The antidote for pride is humility—meekness, submissiveness. It is the broken heart and contrite spirit. We can choose to humble ourselves by loving God, submitting our will to His, and putting Him first in our lives" (Conference Report, Apr. 1989, 3–6; or Ensign, May 1989, 4–7).


To paraphrase Elder Marvin J. Ashton, former apostle, when others live in angry silence or vocal disgust, what a joy it is to see someone of good cheer.
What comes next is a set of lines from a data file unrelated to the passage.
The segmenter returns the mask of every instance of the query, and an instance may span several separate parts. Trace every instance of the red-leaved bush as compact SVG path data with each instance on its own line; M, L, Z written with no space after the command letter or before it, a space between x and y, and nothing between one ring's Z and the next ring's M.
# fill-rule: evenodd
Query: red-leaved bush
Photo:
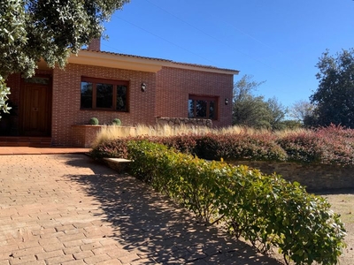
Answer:
M103 143L96 158L127 157L127 142L147 140L207 160L277 161L336 165L354 164L354 130L330 125L288 133L217 133L128 137Z

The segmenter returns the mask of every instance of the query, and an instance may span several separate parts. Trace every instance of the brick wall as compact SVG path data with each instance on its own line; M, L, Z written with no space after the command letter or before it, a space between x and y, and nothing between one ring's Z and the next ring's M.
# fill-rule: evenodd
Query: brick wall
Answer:
M233 75L163 67L158 73L69 64L65 70L37 71L52 75L51 137L55 146L74 144L72 125L88 124L90 117L100 125L119 118L123 125L155 125L156 117L188 117L189 95L219 96L218 119L213 126L231 125ZM128 112L80 110L81 77L129 81ZM11 99L20 115L20 75L10 76ZM141 91L141 84L146 91ZM225 105L225 98L229 101ZM19 120L20 120L19 118Z
M158 117L188 117L189 95L219 96L218 119L215 127L232 124L232 74L212 73L200 71L163 67L157 73ZM225 105L225 99L228 105Z
M129 81L129 111L101 111L80 110L81 77ZM141 84L147 86L141 91ZM100 125L110 124L118 117L123 125L155 124L154 73L113 68L70 64L65 71L54 69L53 74L53 145L73 145L72 125L88 124L90 117L98 118Z

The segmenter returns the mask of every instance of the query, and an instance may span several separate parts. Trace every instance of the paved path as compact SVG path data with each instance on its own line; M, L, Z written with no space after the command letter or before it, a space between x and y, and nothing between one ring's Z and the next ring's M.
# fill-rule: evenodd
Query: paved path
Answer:
M84 155L0 156L0 265L277 264Z

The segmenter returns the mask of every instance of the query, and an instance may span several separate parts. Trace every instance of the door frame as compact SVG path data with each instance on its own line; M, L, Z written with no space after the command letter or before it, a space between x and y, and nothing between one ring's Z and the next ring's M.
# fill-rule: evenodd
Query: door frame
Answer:
M40 137L43 136L51 136L51 118L52 118L52 101L53 101L53 81L52 81L52 75L51 74L35 74L33 78L47 78L49 79L48 84L48 101L46 102L47 110L48 110L48 117L47 117L47 132L46 135L41 135ZM24 78L21 78L20 81L20 100L19 100L19 135L25 135L25 89L26 89L26 81ZM32 85L36 85L35 83L32 83ZM37 86L45 86L42 84L37 84Z

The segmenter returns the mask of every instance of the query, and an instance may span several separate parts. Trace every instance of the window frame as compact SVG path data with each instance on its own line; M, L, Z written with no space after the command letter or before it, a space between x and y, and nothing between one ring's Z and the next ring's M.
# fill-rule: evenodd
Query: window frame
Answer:
M81 105L81 97L82 97L82 82L92 83L92 107L91 108L82 108ZM80 87L80 110L104 110L104 111L117 111L117 112L129 112L129 87L130 82L128 80L110 80L110 79L98 79L98 78L91 78L91 77L85 77L82 76L81 80L81 87ZM96 102L97 102L97 90L96 86L97 84L106 84L106 85L112 85L113 91L112 91L112 102L111 108L97 108ZM125 110L117 110L117 90L118 86L125 86L127 87L127 93L126 93L126 105L127 108Z
M195 101L193 105L193 117L189 117L189 101ZM205 101L206 103L206 117L196 117L196 101ZM215 113L214 117L211 118L210 117L210 102L213 102L215 103ZM217 95L189 95L189 118L204 118L204 119L211 119L211 120L218 120L219 119L219 96Z

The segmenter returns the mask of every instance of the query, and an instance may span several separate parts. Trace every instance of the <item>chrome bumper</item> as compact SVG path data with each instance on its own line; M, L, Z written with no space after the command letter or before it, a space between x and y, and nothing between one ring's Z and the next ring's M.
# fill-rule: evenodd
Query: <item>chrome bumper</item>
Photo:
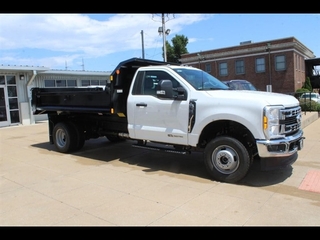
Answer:
M303 148L303 131L283 139L257 140L258 153L261 158L288 157Z

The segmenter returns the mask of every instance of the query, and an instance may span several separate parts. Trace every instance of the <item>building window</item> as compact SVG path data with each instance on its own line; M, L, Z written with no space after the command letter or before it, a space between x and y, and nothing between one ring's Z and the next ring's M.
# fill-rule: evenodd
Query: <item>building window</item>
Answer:
M7 75L6 80L7 80L7 91L8 91L11 123L19 123L20 116L19 116L16 77L14 75Z
M228 75L228 65L226 62L219 63L219 75L220 76L227 76Z
M276 56L275 57L275 65L276 65L276 71L281 71L286 69L286 59L284 55Z
M45 87L76 87L77 80L44 80Z
M68 87L76 87L77 86L77 80L67 80L67 86Z
M56 82L55 82L55 80L44 80L44 86L45 87L55 87Z
M208 73L211 73L211 64L210 63L206 63L205 71L208 72Z
M266 71L266 62L265 58L256 58L256 72L265 72Z
M244 61L236 60L236 74L244 74Z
Instead of becoming resentful, critical, or defeated, if we can recall the Lord’s promise, ‘for I the Lord am with you,’ we will be able to face our problems with dignity and courage (in Conference Report, Apr. 1986, 84–85; or Ensign, May 1986, 66).

Sunday, March 22, 2009

Lessons 8-9: Restoration of the priesthood, and organization of the Church

Current priesthood organization
(For the benefit of young women or newer members or long-time members who are still confused about the whole thing.)

Aaronic Priesthood offices
Deacon [12+] (DQ president is from their own quorum)
Teacher [14+] (TQ president is from their own quorum)
Priest [16+] (PQ president is the bishop)

Melchizedek Priesthood offices
Elder (EQ president from their own quorum)
High Priest (HPQ president is the stake president -- that's why ward's have high-priest groups
Patriarch (forgot about this in class, not sure if there's a quorum, but it is an office in the Melchizedek Priesthood)
Seventy (used to be a stake-level office/calling, now it's an area/general authority-level calling; BTW the 1st and 2nd Quorums of Seventy are general authorities -- the 3rd through 8th are area authorities; as needed more of the area-authority quorums of seventy will be added as the church grows)
Apostle (usually only 12 in the Quorum of Twelve Apostles, plus three in the First Presidency; the one who has been in the Quorum the longest [not the oldest!] traditionally becomes the next president of the Church; the new president traditionally chooses his counselors from the other Quorum members to create a new First Presidency; all 15 of these men are referred to as prophets, seers, and revelators -- the entire Church sustains them as such every April in General Conference)

It Will Fill the World
Wilford Woodruff records: “In April of 1834, I arrived, a newly baptized member in Kirtland, Ohio. It was the first time I have ever seen the Prophet Joseph Smith and he invited me home with him. The next evening the Prophet called on all who held the Priesthood to gather into a little log school house. It was small, perhaps 14 feet square, but it held the whole of the priesthood of the Church of Jesus Christ who were then in Kirtland. That was the first time I had ever seen Oliver Cowdery or heard him speak. The first time I ever seen Brigham Young and Heber C. Kimball. The Prophet called upon those present to bear testimony of this work. Those I had named spoke as well as many others. When they got through the Prophet said:
'Brethren, I have been very much edified and instructed in your testimonies here tonight, but I want to say to you before the Lord, that you know no more concerning the destinies of this Church and kingdom than a babe upon its mother’s lap. You don’t comprehend it. It is only a little handful of Priesthood you see here tonight, but this Church will fill North and South America—it will fill the world.'"
(Wilford Woodruff, in Conference Report, Apr. 1898, p. 57).

The Standard of Truth
"The Standard of Truth has been erected; no unhallowed hand can stop the work from progressing; persecutions may rage, mobs may combine, armies may assemble, calumny may defame, but the truth of God will go forth boldly, nobly, and independent, till it has penetrated every continent, visited every clime, swept every country, and sounded in every ear, till the purposes of God shall be accomplished and the Great Jehovah shall say the work is done" (Joseph Smith Jr., History of the Church 4:540).

This statement is the closing paragraph of the Wentworth Letter, which is also the source of our 13 Articles of Faith.